By Lia Blanchard
Welcome to Aromatherapy 101, a series of articles discovering the reasons for our responses – both positive and negative – to certain scents, and ways to incorporate the beauty of fragrance to enhance your quality of life.
Our fifth and final article in the series looks at jasmine, the tiny night-blooming flower that packs a very fragrant punch.
Jasmine is native to the Himalayans of Western China and Tibet, and so valuable that it was traded on the Silk Road. References to the fragrant plant can be found in ancient writings from Persia, China, and Egypt.

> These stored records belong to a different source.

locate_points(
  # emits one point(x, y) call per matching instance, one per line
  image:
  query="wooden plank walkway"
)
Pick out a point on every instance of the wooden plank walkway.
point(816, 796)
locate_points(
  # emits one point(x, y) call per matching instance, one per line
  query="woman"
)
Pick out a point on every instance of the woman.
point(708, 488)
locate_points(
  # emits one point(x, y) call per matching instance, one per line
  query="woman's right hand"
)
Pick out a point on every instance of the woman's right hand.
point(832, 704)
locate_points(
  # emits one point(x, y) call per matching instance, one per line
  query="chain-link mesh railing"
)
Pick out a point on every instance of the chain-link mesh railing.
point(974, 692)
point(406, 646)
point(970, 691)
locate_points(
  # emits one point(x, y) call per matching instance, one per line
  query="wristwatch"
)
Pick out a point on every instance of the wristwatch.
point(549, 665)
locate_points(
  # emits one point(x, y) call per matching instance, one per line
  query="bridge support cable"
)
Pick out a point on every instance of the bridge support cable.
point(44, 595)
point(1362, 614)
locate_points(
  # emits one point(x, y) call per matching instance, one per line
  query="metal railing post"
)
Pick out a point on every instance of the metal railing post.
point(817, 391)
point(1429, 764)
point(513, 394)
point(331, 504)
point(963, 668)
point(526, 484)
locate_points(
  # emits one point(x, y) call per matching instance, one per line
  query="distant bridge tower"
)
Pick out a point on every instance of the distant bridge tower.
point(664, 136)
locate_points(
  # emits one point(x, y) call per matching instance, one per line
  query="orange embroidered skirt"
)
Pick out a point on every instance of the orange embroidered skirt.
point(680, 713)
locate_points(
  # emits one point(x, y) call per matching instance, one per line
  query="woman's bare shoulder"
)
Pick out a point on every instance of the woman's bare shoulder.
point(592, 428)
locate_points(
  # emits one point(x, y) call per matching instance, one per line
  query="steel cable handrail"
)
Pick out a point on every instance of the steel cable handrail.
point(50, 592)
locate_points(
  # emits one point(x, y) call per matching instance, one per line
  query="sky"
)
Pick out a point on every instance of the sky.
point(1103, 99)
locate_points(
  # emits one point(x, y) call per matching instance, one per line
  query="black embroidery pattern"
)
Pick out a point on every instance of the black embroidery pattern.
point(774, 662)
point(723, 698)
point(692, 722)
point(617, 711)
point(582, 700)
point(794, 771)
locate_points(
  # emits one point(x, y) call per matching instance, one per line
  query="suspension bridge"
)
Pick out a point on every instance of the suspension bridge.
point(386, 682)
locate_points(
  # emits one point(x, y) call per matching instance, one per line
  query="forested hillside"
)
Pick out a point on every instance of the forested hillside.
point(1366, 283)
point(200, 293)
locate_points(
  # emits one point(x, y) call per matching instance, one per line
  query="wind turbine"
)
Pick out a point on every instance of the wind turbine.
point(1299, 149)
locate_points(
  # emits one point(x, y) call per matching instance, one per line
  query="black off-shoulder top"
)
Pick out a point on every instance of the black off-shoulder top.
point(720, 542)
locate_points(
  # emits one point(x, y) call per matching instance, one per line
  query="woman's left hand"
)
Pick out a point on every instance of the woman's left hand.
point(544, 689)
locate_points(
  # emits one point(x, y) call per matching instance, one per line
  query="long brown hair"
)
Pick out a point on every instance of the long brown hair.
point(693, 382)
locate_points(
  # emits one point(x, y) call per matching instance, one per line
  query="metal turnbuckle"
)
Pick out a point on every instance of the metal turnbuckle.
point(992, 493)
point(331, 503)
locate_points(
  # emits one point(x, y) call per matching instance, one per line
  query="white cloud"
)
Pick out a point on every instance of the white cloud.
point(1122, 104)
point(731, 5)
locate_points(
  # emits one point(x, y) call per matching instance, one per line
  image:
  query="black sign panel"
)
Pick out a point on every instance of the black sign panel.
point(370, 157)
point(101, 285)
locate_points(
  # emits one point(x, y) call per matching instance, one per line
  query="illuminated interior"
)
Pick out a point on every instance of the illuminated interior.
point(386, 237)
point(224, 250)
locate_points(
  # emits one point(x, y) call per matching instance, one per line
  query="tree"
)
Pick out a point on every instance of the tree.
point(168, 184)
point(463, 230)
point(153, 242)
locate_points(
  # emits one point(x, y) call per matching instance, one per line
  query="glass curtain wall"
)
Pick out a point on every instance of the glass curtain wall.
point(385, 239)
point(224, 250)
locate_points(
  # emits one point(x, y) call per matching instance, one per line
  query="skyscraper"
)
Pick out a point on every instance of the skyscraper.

Indian myth says that the plant sprang from the ashes of a beautiful princess who had killed herself after being rejected by the sun god, and this is why the blossoms only flower at night.
The Hindu love god Kamadeva holds jasmine – also known in India as “moonlight of the grove” – sacred, and it is commonly found in Hindu weddings.
Medicinal and Aromatherapeutic Uses
Traditional medicine used jasmine in China to treat dysentery, hepatitis, and cirrhosis of the liver. Western healers used the plant as an aid in childbirth and problems with nerves, reproduction, and respiratory issues.
Modern alternative medicine practitioners, including aromatherapists, use jasmine oil – usually found in a carrier oil, such as jojoba – to alleviate many discomforts:
- Skin care: irritation, dryness, and sensitivity
- Hormonal and reproductive problems: menstrual cramping, uterine disorders, and to reduce the pain of childbirth while strengthening contractions, so it is often classified as a “woman’s oil.”
- Psychological difficulties: anxiety, tension, depression, frigidity, increase mental alertness
Extraction of the oil is a difficult process because the flowers are so small, and only bloom at night. Synthetic jasmine has been attempted, but it is found to be quite harsh, and does not quite duplicate the delicate aroma of “true” essential oil.
Do you have any jasmine plants or jasmine scents in your home?